Vein Salvaging for Dialysis Patients
Obtaining vascular access is the most common invasive procedure for a hospitalized patient. Many patients have limitations for site choice. Reasons for these limitations include, but are not limited to: diagnosis, poor venous anatomy, existing surgical site, or injury from previous venipuncture.
For patients with chronic kidney disease (CKD), proper site choice for intravenous access is crucial for vein salvaging, as these patients will likely require a hemodialysis graft or fistula. The goal of the National Vascular Access Improvement Initiative (NVAII) is to promote the creation of a native fistula, which is the preferred form of access for dialysis. The ability to create a successful fistula is dependent on the patient’s peripheral vein health. Frequent and indiscriminate venipuncture and placement of central venous catheters, including peripherally inserted central catheters (PICC), can damage potential venous access for dialysis use.

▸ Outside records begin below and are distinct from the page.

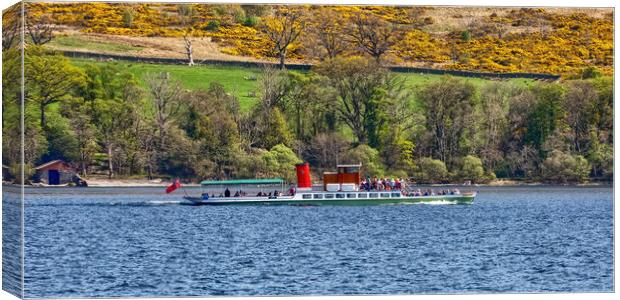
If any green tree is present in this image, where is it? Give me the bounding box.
[564,81,598,154]
[525,84,564,152]
[456,155,485,182]
[414,157,448,182]
[314,57,405,147]
[261,144,301,182]
[416,77,476,165]
[342,144,385,177]
[24,46,85,129]
[541,150,590,182]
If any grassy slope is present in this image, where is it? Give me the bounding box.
[66,59,534,111]
[48,36,142,52]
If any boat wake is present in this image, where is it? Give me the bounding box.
[25,200,185,207]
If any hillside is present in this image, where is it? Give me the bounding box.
[18,3,613,75]
[71,59,535,111]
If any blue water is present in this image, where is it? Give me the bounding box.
[15,187,614,297]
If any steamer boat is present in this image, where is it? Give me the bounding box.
[184,163,476,206]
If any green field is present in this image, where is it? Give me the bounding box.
[48,35,142,52]
[71,59,535,111]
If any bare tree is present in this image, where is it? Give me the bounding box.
[26,14,54,45]
[183,33,194,67]
[261,10,305,69]
[309,7,348,58]
[348,13,401,62]
[2,4,21,51]
[178,4,196,67]
[145,72,183,145]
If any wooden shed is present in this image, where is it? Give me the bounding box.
[35,160,76,185]
[2,165,11,181]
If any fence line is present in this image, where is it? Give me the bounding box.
[61,51,560,80]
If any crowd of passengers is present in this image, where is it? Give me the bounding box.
[202,183,461,199]
[360,176,404,191]
[202,188,286,199]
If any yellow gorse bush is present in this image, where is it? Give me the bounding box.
[27,2,613,74]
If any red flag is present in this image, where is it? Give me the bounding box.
[166,178,181,194]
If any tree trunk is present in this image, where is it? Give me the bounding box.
[279,50,286,70]
[107,144,114,179]
[41,104,47,129]
[81,155,86,176]
[183,37,194,67]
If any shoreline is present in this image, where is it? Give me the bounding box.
[2,178,613,188]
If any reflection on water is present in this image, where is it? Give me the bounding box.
[2,186,22,297]
[20,187,613,297]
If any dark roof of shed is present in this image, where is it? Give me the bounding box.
[34,159,66,170]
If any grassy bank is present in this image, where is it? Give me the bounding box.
[71,58,535,111]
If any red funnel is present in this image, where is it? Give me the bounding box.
[295,163,312,189]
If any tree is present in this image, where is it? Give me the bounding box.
[260,9,305,69]
[178,83,241,177]
[309,7,348,58]
[586,132,614,179]
[144,72,183,147]
[542,150,590,182]
[563,81,598,154]
[261,144,301,182]
[2,3,22,51]
[178,4,196,67]
[474,82,520,170]
[25,5,54,45]
[342,145,385,177]
[348,13,401,62]
[73,64,144,178]
[417,77,475,165]
[314,57,404,147]
[123,6,136,28]
[304,132,349,169]
[456,155,484,182]
[414,157,448,182]
[24,47,85,129]
[525,84,564,152]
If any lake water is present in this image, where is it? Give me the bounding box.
[3,187,614,297]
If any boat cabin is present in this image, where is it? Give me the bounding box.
[200,178,285,199]
[323,164,362,192]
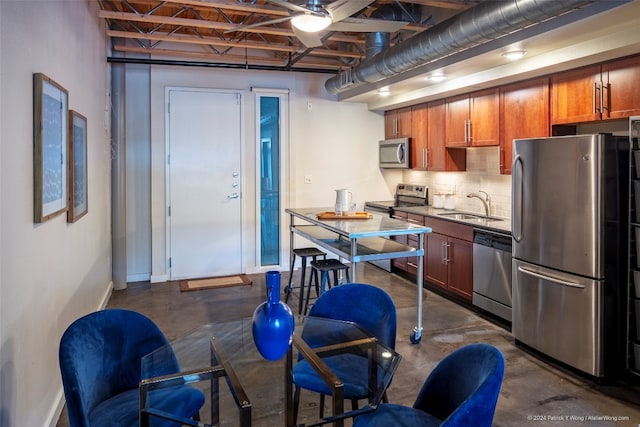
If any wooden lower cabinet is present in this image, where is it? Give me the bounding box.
[447,237,473,301]
[424,233,473,301]
[423,233,447,289]
[392,211,473,302]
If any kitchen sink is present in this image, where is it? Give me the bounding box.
[438,212,504,222]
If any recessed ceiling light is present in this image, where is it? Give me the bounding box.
[502,50,527,61]
[429,73,447,83]
[291,13,331,33]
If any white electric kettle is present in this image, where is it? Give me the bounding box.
[336,188,353,215]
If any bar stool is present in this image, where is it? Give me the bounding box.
[284,248,327,314]
[304,258,351,314]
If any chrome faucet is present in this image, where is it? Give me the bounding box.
[467,190,491,216]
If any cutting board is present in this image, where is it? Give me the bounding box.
[316,212,373,220]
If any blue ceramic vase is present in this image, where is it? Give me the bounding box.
[253,271,295,360]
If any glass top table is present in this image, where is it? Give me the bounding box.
[285,208,432,344]
[140,316,401,427]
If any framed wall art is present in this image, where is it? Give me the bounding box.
[67,110,89,222]
[33,73,69,223]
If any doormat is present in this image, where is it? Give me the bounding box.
[180,274,252,292]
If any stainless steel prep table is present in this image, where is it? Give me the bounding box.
[285,208,431,344]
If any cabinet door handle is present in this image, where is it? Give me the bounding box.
[600,82,611,114]
[442,242,451,265]
[464,120,469,142]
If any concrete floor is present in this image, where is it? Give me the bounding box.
[57,264,640,427]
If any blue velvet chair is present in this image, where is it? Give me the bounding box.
[293,283,397,417]
[353,344,504,427]
[59,309,205,427]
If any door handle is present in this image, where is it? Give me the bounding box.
[511,155,524,243]
[518,266,584,289]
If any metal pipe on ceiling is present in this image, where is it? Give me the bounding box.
[325,0,594,94]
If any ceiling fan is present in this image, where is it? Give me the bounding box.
[225,0,408,48]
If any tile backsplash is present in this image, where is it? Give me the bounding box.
[402,147,511,218]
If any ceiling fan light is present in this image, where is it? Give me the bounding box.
[291,13,331,33]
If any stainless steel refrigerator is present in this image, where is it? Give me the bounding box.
[512,134,630,377]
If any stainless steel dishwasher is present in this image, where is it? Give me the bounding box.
[473,228,511,322]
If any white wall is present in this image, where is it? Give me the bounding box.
[0,0,111,427]
[151,66,392,281]
[403,147,511,218]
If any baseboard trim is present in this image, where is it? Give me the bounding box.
[127,273,151,283]
[149,274,169,283]
[44,385,64,427]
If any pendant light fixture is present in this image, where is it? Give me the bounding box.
[291,13,331,33]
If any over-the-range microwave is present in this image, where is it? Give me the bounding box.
[379,138,411,169]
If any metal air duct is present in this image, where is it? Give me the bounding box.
[325,0,594,94]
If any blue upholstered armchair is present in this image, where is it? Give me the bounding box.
[353,344,504,427]
[293,283,397,417]
[59,309,204,427]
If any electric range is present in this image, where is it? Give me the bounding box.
[364,184,429,272]
[364,184,429,216]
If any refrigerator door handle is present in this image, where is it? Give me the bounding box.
[511,155,524,243]
[518,266,584,289]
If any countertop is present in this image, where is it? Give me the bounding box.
[285,207,431,239]
[393,206,511,235]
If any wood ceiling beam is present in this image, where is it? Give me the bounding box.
[114,46,345,71]
[107,30,363,59]
[123,0,289,17]
[98,10,364,45]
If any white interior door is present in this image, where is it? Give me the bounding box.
[167,89,242,280]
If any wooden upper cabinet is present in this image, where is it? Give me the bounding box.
[551,56,640,124]
[411,104,429,170]
[469,88,500,147]
[602,56,640,119]
[500,77,551,174]
[445,88,500,147]
[445,95,469,147]
[427,100,467,172]
[384,107,411,139]
[411,101,467,171]
[551,65,600,124]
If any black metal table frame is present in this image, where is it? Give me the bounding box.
[139,322,401,427]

For patients requiring short-term intravenous access for non-vesicant medications, the dorsal veins of the dominant hand should be the site of choice. If these veins are not accessible, or if medications to be infused are contraindicated for infusion in the smaller veins of the hand, the forearm will be the next site of choice. Use of the basilic and ulnar veins should be attempted and the radial and cephalic veins should be avoided if there is potential for future need of a fistula or graft. The veins in the antecubital fossa should be avoided at all costs.
Patients who are in need of dialysis have co-morbidities that inherently make venous access difficult. Choosing the appropriate site and type of infusion catheter for the patient’s needs should be a collaborative effort of the patient’s healthcare team.